Union Gallery

Image of the Gallery

MAin Space

HOME•[made]
Irina Skvortsova, Aimee Sawyers, Karine Thibault
February 11 - March 7, 2006
Reception: March 4, 2006 6-8p

Karine Thibault
Karine Thibault, Untitled, oil on canvas, 2005

Karine Thibault

My work focuses on humanity. In these paintings I explore the notion of “home” as being a feeling; a place defined through human connections and interactions, and not defined by architectural boundaries. My imagery is both drawn from my own experiences, my own memories, and from an abundance of images found around me. I work with both types of images in the same way, treating them all as my own, and therefore appropriating them. The works speak of places I’ve been, both physically and emotionally, and of places where I wish to go. These paintings represent an ongoing search for a place to call home; they tell a story.

Aimee Sawyers
Aimee Sawyers,
Perspective of Home, woodcut, 2005

Aimee Sawyers

The idea of ‘home’ is an interesting concept. Some of us define ‘home’ as a happy space, a place of comfort, while some may feel trapped by it and the social structures that support it. Others feel that home is a more transient concept and whether by choice or not, simply make their home where ever life takes them, or embark on a quest of sorts to discover somewhere to feel ‘at home.’ Many do not view home as a place or space at all, but instead define it as something within oneself or by the people around them.

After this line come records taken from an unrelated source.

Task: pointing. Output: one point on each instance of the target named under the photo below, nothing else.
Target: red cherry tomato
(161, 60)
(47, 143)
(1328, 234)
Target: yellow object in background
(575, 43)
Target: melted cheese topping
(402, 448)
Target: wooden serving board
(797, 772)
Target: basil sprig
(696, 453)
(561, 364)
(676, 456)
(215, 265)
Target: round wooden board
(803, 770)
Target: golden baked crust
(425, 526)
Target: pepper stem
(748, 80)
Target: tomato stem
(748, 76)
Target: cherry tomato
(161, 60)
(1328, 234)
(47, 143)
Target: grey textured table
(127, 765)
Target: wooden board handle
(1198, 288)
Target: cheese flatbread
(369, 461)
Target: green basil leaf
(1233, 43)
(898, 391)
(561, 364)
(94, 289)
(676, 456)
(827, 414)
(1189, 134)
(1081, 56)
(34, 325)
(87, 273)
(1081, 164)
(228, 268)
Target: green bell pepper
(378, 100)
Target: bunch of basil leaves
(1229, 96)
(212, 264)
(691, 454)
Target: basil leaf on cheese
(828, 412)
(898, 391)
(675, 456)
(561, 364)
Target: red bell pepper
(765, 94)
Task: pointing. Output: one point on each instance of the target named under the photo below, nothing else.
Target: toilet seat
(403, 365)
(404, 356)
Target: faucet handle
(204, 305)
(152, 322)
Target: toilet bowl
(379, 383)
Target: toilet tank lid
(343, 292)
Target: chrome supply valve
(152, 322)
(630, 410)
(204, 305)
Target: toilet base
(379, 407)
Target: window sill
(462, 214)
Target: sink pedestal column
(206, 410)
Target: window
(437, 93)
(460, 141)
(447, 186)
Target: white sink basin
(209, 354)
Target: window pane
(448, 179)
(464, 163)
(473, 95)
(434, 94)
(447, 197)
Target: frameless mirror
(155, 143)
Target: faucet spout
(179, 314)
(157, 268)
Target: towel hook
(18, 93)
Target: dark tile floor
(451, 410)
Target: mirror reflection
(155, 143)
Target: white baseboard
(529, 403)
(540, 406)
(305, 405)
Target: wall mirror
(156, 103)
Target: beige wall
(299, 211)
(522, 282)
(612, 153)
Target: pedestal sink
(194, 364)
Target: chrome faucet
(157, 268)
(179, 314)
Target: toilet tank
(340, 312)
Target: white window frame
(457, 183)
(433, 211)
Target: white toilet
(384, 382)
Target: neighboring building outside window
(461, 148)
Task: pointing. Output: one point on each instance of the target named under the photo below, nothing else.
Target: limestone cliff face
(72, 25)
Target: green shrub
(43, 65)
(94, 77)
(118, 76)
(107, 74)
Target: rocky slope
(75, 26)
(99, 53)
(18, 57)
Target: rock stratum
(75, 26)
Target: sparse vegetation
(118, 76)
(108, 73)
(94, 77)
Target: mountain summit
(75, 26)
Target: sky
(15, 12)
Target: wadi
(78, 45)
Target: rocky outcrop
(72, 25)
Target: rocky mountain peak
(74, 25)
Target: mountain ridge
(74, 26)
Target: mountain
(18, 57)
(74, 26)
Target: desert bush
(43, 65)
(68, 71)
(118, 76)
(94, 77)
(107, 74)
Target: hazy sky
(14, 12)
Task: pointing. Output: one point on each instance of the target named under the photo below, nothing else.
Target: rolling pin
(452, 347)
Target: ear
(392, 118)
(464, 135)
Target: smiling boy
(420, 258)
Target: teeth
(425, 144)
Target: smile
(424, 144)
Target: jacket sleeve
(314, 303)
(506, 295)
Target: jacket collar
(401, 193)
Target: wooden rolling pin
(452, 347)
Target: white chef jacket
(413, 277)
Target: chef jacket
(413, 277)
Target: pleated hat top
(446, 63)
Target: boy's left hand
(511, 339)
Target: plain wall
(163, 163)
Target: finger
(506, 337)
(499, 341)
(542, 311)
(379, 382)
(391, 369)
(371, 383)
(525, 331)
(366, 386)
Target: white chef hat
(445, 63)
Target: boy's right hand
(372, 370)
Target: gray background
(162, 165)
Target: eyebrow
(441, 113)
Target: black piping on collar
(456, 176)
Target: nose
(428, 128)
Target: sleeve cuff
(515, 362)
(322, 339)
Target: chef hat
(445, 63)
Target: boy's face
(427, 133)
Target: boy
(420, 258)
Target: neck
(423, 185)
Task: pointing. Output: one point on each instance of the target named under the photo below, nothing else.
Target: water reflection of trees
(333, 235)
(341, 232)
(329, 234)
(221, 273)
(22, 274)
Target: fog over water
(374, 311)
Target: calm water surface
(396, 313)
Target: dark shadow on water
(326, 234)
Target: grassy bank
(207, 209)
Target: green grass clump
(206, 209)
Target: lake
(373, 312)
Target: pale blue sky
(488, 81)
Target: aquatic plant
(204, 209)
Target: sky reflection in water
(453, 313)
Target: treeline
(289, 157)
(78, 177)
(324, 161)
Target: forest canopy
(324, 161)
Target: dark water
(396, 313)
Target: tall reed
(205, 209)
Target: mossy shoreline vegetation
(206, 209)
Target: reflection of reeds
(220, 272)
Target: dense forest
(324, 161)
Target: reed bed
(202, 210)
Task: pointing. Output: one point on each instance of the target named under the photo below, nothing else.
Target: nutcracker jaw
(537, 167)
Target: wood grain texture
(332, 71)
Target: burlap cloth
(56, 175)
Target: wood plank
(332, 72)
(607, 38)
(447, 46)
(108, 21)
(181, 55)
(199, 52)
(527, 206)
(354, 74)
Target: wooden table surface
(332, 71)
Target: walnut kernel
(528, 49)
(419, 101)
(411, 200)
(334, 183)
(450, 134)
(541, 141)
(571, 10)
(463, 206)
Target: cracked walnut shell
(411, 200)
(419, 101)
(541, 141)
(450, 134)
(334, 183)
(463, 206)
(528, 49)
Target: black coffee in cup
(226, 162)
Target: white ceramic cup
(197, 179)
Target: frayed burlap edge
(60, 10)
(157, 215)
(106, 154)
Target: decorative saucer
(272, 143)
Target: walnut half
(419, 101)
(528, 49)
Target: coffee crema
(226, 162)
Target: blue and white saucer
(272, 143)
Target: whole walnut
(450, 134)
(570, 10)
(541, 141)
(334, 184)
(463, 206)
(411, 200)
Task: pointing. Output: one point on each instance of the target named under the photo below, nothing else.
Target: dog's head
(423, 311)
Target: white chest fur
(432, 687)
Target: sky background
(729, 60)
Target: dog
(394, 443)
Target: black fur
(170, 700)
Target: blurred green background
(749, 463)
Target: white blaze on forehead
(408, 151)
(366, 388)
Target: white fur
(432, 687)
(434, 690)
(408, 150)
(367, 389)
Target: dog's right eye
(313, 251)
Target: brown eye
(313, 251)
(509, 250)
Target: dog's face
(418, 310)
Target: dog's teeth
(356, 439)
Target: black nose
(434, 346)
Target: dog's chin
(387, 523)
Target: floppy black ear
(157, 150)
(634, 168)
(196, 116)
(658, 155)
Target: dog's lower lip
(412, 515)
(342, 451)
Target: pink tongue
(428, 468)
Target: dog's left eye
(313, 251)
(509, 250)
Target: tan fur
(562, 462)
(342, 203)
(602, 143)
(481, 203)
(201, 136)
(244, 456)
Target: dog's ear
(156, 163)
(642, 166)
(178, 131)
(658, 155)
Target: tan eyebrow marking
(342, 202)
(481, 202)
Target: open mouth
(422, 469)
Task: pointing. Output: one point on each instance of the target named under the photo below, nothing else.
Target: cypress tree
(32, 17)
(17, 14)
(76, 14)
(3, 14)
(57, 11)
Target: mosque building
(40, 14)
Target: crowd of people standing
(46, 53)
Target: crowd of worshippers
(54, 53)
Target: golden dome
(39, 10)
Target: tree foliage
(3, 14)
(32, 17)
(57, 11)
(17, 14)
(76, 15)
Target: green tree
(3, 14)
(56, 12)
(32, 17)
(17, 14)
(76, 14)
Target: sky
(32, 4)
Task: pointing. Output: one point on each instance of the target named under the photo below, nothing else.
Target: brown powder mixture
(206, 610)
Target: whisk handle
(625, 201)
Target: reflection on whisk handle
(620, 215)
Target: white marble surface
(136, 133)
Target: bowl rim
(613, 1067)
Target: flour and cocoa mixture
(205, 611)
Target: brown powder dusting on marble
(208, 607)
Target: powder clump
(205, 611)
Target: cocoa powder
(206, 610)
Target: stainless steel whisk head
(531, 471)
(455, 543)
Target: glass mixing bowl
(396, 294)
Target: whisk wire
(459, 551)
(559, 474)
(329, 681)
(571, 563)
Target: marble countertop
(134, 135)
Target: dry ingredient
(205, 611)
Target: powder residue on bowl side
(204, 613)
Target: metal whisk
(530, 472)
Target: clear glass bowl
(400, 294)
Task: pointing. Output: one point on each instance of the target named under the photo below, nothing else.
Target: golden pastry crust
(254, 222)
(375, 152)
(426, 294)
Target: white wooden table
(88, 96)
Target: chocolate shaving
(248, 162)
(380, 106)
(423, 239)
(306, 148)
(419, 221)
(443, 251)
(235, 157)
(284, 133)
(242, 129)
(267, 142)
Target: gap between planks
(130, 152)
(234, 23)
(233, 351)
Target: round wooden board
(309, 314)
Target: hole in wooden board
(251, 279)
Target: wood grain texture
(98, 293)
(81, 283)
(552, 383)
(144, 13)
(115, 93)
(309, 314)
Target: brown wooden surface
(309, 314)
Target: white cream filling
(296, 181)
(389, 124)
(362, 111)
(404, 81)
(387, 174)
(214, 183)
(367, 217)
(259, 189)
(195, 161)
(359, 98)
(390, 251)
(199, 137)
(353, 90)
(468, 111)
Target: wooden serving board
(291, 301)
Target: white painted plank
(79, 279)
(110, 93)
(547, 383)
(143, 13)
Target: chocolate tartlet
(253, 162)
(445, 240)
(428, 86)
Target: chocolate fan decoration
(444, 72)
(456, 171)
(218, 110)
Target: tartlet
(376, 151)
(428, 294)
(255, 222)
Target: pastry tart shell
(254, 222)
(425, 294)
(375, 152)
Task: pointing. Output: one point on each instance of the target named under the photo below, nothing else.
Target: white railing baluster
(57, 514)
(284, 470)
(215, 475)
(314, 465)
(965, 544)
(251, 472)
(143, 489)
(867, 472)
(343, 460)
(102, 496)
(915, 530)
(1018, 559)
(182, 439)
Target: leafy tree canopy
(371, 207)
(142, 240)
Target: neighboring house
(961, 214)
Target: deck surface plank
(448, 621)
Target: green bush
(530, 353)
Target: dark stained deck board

Regardless of how we identify ‘home,’ I find it remarkable that each of us are connected to this seemingly simple concept in some manner, yet each of us in an individual and personal way; rendering ‘home,’ a much more complex concept. As someone who has flip-flopped between the home that she has known all her life, and her homes as a student, and some who is about to face a new segment in her life as the conclusion of her undergraduate degree fast-approaches, it is these endless descriptions of ‘home’ that I explore in my current work. Using primarily Silk-screen Printmaking as my medium, I attempt to uncover my own explanation for ‘home.’ I do so by comparing and contrasting stereotypical and personal notions of home and domesticity, community, personal identity and ‘home’ as a gendered environment.

Irina Skvortsova
Irina Skvortsova, you wonder if you can trust me, lithograph, 2005

Irina Skvortsova
My work in this exhibition, Home[made], tries to depict ‘home’ as a state of mind more than an actual physical place. I focus on the potential negative aspects of home where one feels disconnected and isolated from others and self as a result of an emotional homelessness. The work is underpinned by the writings of Edward Said, where the author addresses certain psychological effects of immigration such as one’s sense of worldliness coupled with a sense of loss of a secular ‘home’. I am personally very interested in social-psychology and philosophy of religion. The inspiration for this work comes from looking at modernity as the Age of Anxiety. The solution to this anxiety is yet to follow in my future works.